Die Zukunft gehört der Wissens- und Kulturgesellschaft. Um die Teilhabe an dieser Gesellschaft zu gewährleisten, ist es nach Meinung der NRW-Piraten notwendig, eine allgemeine Grundsicherung einzuführen. Diese soll dem Artikel 1, Absatz 1 des Grundgesetzes „Die Würde des Menschen ist unantastbar. Sie zu achten und zu schützen ist Verpflichtung aller staatlichen Gewalt“ gerecht werden. 

Eine allgemeine Grundsicherung ist nun zwar noch kein bedingungsloses Grundeinkommen – aber wer will schon wirklich Ackermann, Merkel und Maschmeyer noch etwas auf ihre Einkommen drauflegen?
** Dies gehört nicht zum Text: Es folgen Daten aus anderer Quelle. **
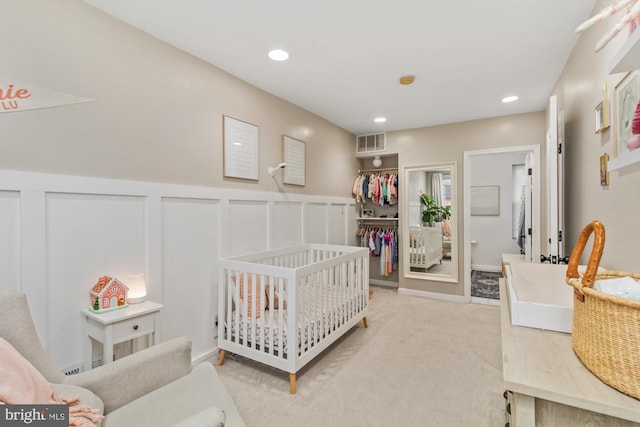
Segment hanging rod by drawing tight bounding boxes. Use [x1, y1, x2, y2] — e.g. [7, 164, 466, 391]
[358, 218, 398, 226]
[358, 167, 398, 173]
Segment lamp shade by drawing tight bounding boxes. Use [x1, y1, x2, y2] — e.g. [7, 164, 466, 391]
[126, 273, 147, 304]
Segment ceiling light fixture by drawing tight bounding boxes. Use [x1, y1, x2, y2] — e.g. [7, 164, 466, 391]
[269, 49, 289, 61]
[400, 76, 415, 85]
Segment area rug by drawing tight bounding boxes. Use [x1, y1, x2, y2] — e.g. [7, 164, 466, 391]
[471, 270, 502, 300]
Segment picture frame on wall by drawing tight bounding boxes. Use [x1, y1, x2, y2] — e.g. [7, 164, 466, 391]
[282, 135, 306, 186]
[222, 116, 259, 181]
[596, 99, 609, 134]
[600, 153, 609, 187]
[470, 185, 500, 216]
[614, 70, 640, 158]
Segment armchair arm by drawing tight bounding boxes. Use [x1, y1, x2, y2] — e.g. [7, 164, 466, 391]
[65, 337, 191, 415]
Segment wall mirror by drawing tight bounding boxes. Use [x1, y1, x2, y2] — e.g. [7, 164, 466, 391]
[402, 162, 458, 283]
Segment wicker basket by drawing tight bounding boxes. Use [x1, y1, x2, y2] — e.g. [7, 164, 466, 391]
[566, 221, 640, 399]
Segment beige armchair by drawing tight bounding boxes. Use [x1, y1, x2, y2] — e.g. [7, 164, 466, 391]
[0, 291, 245, 427]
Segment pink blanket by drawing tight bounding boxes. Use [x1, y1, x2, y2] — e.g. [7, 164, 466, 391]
[0, 337, 103, 427]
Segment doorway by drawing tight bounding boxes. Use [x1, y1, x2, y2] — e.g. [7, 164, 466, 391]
[463, 145, 540, 305]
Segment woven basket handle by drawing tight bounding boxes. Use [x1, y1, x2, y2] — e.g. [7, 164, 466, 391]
[567, 221, 605, 287]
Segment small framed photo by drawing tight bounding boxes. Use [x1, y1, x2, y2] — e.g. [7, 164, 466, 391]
[222, 116, 259, 181]
[600, 153, 609, 187]
[614, 71, 640, 157]
[596, 99, 609, 134]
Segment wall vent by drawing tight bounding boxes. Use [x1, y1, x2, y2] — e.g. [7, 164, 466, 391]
[356, 132, 387, 154]
[64, 363, 82, 376]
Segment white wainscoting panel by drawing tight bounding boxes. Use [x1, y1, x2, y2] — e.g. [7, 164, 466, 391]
[273, 202, 304, 248]
[305, 203, 328, 243]
[0, 191, 20, 290]
[46, 193, 146, 366]
[160, 198, 220, 357]
[228, 200, 270, 256]
[0, 169, 357, 369]
[327, 205, 347, 245]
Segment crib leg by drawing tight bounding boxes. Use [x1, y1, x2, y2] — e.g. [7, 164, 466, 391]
[218, 350, 227, 366]
[289, 373, 296, 394]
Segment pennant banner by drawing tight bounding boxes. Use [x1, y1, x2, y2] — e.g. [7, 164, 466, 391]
[0, 80, 95, 113]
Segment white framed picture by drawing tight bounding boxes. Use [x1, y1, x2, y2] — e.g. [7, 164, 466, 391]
[222, 116, 259, 181]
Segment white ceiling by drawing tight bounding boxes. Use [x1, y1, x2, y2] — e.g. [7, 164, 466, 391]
[85, 0, 595, 134]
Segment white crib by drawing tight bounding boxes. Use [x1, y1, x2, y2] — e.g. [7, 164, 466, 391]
[218, 244, 369, 394]
[409, 226, 443, 269]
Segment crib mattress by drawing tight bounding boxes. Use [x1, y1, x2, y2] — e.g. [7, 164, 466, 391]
[225, 285, 368, 354]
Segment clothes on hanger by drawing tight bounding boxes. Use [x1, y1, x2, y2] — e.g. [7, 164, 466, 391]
[351, 171, 398, 206]
[358, 226, 399, 276]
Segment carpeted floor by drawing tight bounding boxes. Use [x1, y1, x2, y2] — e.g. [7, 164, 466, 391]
[217, 287, 504, 427]
[471, 270, 502, 300]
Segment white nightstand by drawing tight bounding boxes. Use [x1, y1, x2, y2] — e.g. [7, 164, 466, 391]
[81, 301, 164, 371]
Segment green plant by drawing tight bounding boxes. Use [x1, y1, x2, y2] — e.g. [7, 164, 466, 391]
[420, 194, 451, 224]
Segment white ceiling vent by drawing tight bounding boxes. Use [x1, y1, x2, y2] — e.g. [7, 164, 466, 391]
[356, 132, 387, 154]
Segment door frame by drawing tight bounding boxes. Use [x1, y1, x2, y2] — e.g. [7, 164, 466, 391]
[462, 145, 541, 302]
Im Prinzip braucht man nur Geld für jene, die in der Wirtschaft nicht Fuß fassen können – und sinnvollerweise zahlt das die Wirtschaft selbst und nicht der Steuerzahler. „Wirtschaft“ hat auch Aufgaben in einer Gesellschaft, Aufgaben, die sich nicht darin erschöpfen, mit ihrem Betrieb maximalen Gewinn zu erwirtschaften – das wäre die Philosophie von schädigenden Zecken oder Parasiten … und diese Wörter kennt man ja in Wirtschaftskreisen gut, einfach mal den Clement fragen.  Kommt Wirtschaft diesen Aufgaben nicht nach  – oder vernichtet sogar gezielt im Auftrag der Kapitalrendite Arbeitsplätze – so wäre die Finanzierung einer Grundsicherung für Arbeitslose sicher zumutbar.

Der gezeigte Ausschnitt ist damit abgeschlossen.